MS-13-Kronzeugen: Über 200 Morde in Bukeles politischer Heimat
- Drei MS-13-Mitglieder haben im Massenprozess gegen 486 mutmaßliche Bandenkader unter Kooperationsvereinbarung ausgesagt, zwischen 2013 und 2021 auf der Finca Suiza in Nuevo
- Die Finca Suiza liegt in der Gemeinde Nuevo Cuscatlán, wo Präsident Nayib Bukele 2012 seine politische Karriere begann und wo die Bewegung entstand, die ihn ins Präsidentenamt
- Unabhängige forensische Bestätigungen der Zeugenaussagen liegen bislang nicht vor; eine Stellungnahme der salvadorianischen Regierung fehlt.

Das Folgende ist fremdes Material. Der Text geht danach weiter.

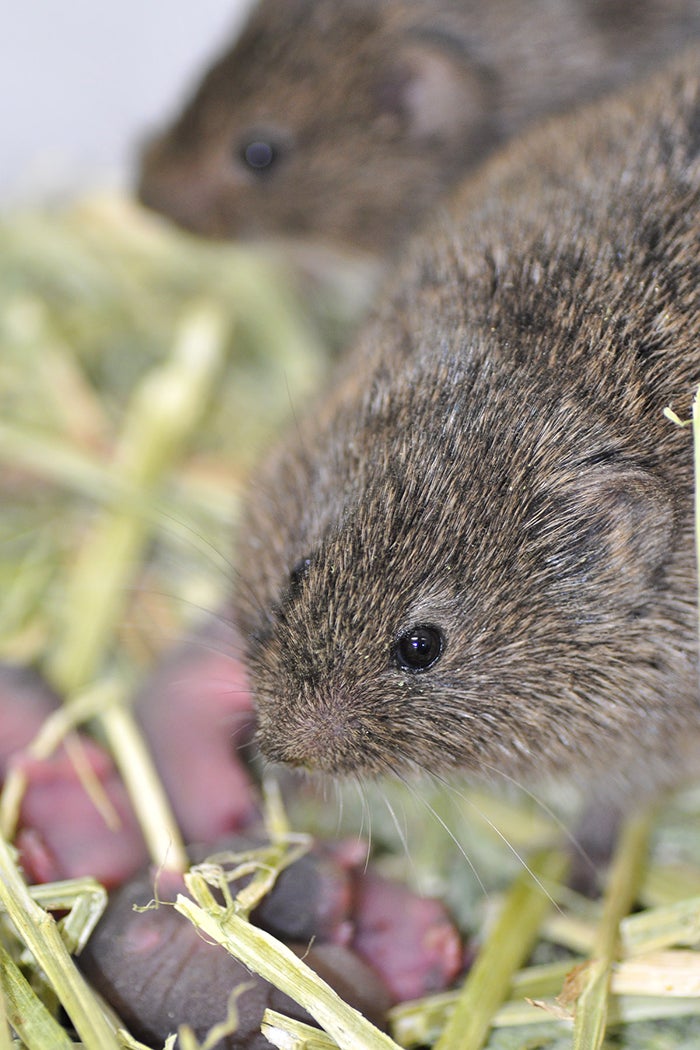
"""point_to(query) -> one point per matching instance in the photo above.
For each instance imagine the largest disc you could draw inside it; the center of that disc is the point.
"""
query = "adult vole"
(343, 121)
(475, 550)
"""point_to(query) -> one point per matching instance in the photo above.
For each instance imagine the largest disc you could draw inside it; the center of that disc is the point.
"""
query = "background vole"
(344, 120)
(476, 549)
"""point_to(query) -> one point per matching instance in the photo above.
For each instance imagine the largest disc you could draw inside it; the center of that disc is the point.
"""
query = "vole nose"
(324, 740)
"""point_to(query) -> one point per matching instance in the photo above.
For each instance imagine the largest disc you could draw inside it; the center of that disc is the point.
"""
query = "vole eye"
(419, 648)
(259, 154)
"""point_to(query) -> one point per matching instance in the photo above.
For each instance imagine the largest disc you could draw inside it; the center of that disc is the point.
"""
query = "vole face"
(428, 611)
(315, 126)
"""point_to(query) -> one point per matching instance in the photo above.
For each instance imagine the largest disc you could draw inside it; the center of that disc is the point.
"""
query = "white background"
(82, 82)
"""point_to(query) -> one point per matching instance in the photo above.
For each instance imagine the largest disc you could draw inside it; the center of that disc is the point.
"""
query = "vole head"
(323, 121)
(460, 570)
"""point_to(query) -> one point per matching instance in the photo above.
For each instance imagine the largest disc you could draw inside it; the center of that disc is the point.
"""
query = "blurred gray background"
(81, 83)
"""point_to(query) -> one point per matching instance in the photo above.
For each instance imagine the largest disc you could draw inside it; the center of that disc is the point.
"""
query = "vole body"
(490, 481)
(343, 121)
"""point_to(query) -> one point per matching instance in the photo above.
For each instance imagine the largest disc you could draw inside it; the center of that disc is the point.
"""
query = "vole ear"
(622, 518)
(433, 89)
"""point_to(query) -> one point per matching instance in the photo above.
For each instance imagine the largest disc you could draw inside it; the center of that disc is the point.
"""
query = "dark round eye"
(419, 648)
(259, 154)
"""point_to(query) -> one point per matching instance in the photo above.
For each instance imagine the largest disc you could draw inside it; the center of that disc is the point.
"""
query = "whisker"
(430, 809)
(504, 838)
(549, 812)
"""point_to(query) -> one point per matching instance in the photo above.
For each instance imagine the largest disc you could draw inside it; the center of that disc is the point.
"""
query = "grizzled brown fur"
(492, 458)
(376, 107)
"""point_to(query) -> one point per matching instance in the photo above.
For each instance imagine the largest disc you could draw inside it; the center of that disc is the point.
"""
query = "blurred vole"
(343, 121)
(476, 549)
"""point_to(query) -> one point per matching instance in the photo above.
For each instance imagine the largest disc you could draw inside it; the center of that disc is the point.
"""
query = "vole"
(474, 551)
(343, 121)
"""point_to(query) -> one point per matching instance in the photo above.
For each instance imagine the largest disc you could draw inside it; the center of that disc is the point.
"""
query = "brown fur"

Im laufenden Massenprozess gegen 486 mutmaßliche Führungsmitglieder der Mara Salvatrucha (MS-13) haben drei Bandenmitglieder unter Kooperationsvereinbarung mit der salvadorianischen Staatsanwaltschaft ausgesagt, dass sie zwischen 2013 und 2021 auf der Finca Suiza mehr als 200 Menschen gefoltert, ermordet und verscharrt haben sollen. Das bewaldete Gelände liegt in der Gemeinde Nuevo Cuscatlán – genau jenem Ort, an dem Staatspräsident Nayib Bukele im Jahr 2012 seine politische Karriere begann und wo sich ein Teil der Bewegung formierte, die ihn später ins Präsidentenamt trug.
Aussagen im Rahmen von Kooperationsvereinbarungen
Die drei Kronzeugen legten ihre Angaben auf Grundlage eines Abkommens mit der Staatsanwaltschaft ab. Ihren Schilderungen zufolge erstreckten sich die Verbrechen – Folter, Mord und die Verscharrung der Opfer – über einen Zeitraum von acht Jahren. Unabhängige Bestätigungen dieser Angaben, etwa durch forensische Untersuchungen des Geländes oder behördliche Grabungsberichte, gehen aus dem bislang bekannten Verfahrensstand nicht hervor. Die Aussagen der Zeugen stehen damit unter dem Vorbehalt, dass ihre vollständige Überprüfung noch aussteht. Eine Stellungnahme der salvadorianischen Regierung zu den Enthüllungen liegt bislang nicht vor.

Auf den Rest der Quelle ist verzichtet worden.